Tuesday, November 24, 2009

Nation & World

A Campaign in Iowa: Plenty of Pork and Politics

The GOP straw poll was the final resting place for many a pig and probably more than one campaign

By Liz Halloran
Posted 8/13/07
Page 2 of 3

The Other Winner. Former Arkansas Gov. Mike Huckabee is an ordained minister who knows how to party. At his tent on a much smaller slice of the Coliseum grounds, supporters ate—surprise!—barbecued pork and watermelon trucked up from the candidate's hometown of Hope, Ark. Yes, the same. (Earlier, he was introduced in the Coliseum as a man from Hope who "is not going to marry Hillary Clinton; he's going to beat Hillary Clinton." In the electoral sense, of course. )

Huckabee slung a guitar over his shoulder and joined his band, Capitol Offense, at his camp's stage. In jeans and black sunglasses, he and the band sawed their way through a stand-up version of "Sweet Home Alabama." And this was before the votes were counted, before he knew he had edged out his archconservative Christian rival Sam Brownback, who later pronounced himself "thrilled to come in close to second." Huckabee spent $150,000 on the straw poll, Brownback about $325,000.

Huckabee, in his Coliseum speech, reliably tossed out a few good one-liners:

As a Republican in Arkansas, he said, he feels like "Michael Vick at the Westminster Dog Show." And about buying votes: "I can't buy you. I don't have the money. I can't even rent you."

But to whom were you referring, Governor, when you added this: "A straw poll is not about electing a straw man." And what fellow candidates were you pointing the finger at when you said they may be engaging in false advertising, a behavior you said Jesus cursed?
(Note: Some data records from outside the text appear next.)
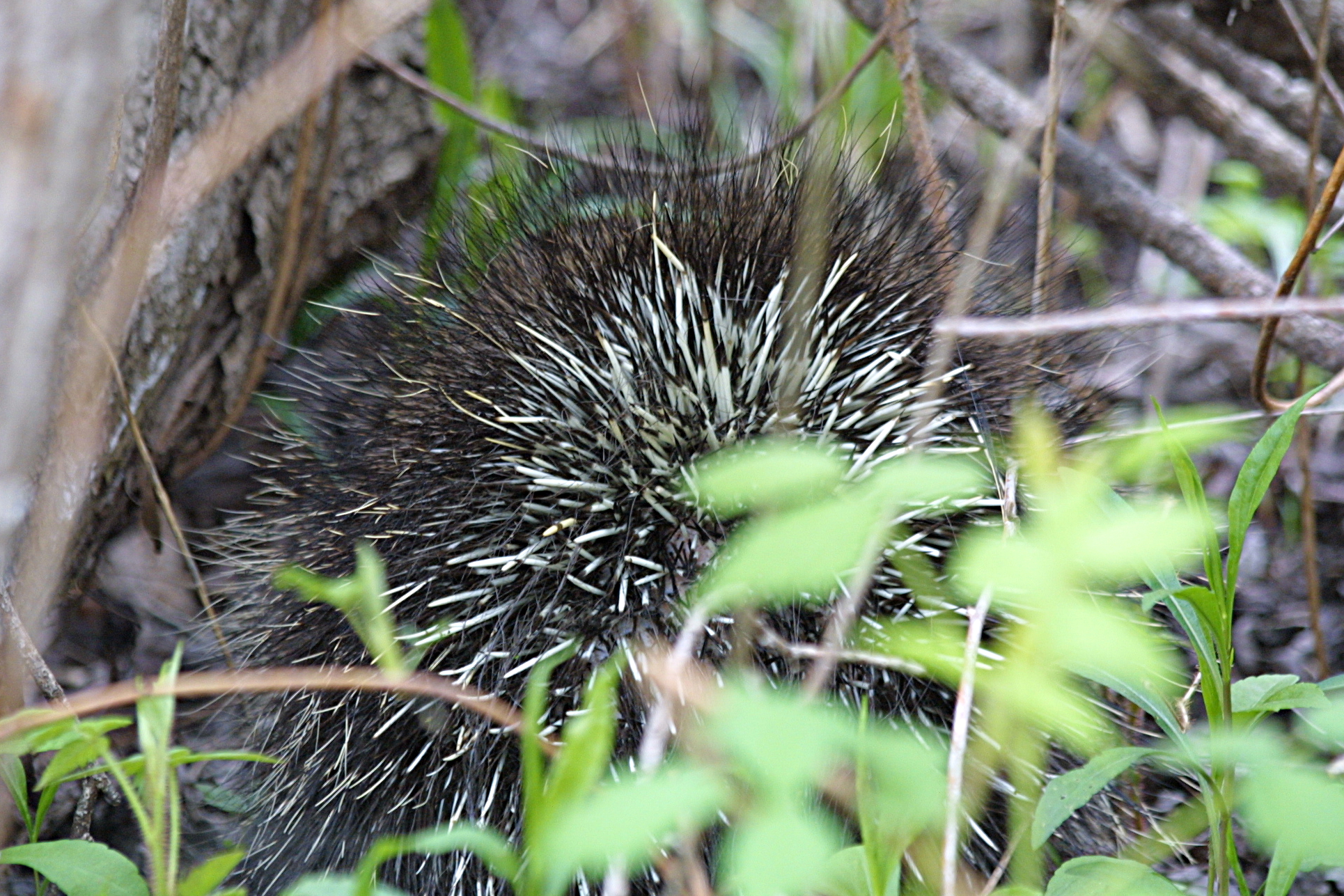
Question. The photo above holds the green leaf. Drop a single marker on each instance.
(1283, 871)
(17, 782)
(1146, 699)
(767, 473)
(72, 757)
(79, 867)
(1070, 792)
(1257, 475)
(589, 738)
(327, 884)
(1270, 693)
(779, 851)
(777, 741)
(845, 874)
(134, 764)
(1192, 489)
(1334, 683)
(799, 553)
(210, 874)
(630, 819)
(1104, 877)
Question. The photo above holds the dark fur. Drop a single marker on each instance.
(405, 455)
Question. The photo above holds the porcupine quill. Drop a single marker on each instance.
(511, 442)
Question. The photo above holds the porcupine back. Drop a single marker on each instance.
(511, 445)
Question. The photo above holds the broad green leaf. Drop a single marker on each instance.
(780, 742)
(922, 480)
(845, 874)
(588, 739)
(1296, 808)
(210, 874)
(79, 867)
(1144, 698)
(530, 735)
(1104, 877)
(1192, 489)
(72, 757)
(804, 553)
(327, 884)
(1210, 608)
(779, 851)
(1283, 871)
(767, 473)
(1257, 475)
(484, 842)
(59, 734)
(630, 819)
(1070, 792)
(1270, 693)
(17, 782)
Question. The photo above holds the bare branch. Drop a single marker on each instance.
(1127, 316)
(211, 684)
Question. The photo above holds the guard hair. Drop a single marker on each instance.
(511, 436)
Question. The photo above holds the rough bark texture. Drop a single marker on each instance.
(199, 316)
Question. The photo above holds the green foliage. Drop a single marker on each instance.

The Others. You have to love the Ron Paul-ites. Loud, fervent, and looking much more like the motley crews—young and old, dreadlocked and crew cut—that frequent liberal gatherings, not conservative events in the middle of the heartland.

They marched through the grounds chanting for their guy, toting signs—example: "Abolish the IRS and Replace it with Nothing"—and crowding Paul's tent (hot dogs and lemonade, for the record) to hear the candidate's libertarian pep talks.

"He's the opposite of a politician—he's never made deals," said Jamie Kelso, a supporter from Florida who was wearing a "Gun Owners 4 Paul" button. And that was one of Paul's problems Saturday: Most of his supporters came from out of state. But no one in the Texas congressman's tent complained about his fifth-place finish ahead of former Wisconsin Gov. Tommy Thompson and three big names who didn't compete here: Fred Thompson, Rudy Giuliani, and John McCain.

But at Tommy Thompson's tent, even before votes were counted, there was the feeling of a chapter on the verge of being closed. Supporters stopped by to quietly hug the former Health and Human Services chief, offering good wishes and thanks. Thompson posed for a picture with immigrants from India, now successful business people in Iowa, while a supporter, "New York" Myke Shelby, a Harley rider in from California, suggested a Duncan Hunter-Tommy Thompson ticket. "It would attract all the liberals who would think they're voting for Hunter Thompson," Shelby said. He admitted to using the joke before. More than once. But by Sunday, the quips were history; Thompson announced he was withdrawing from the race.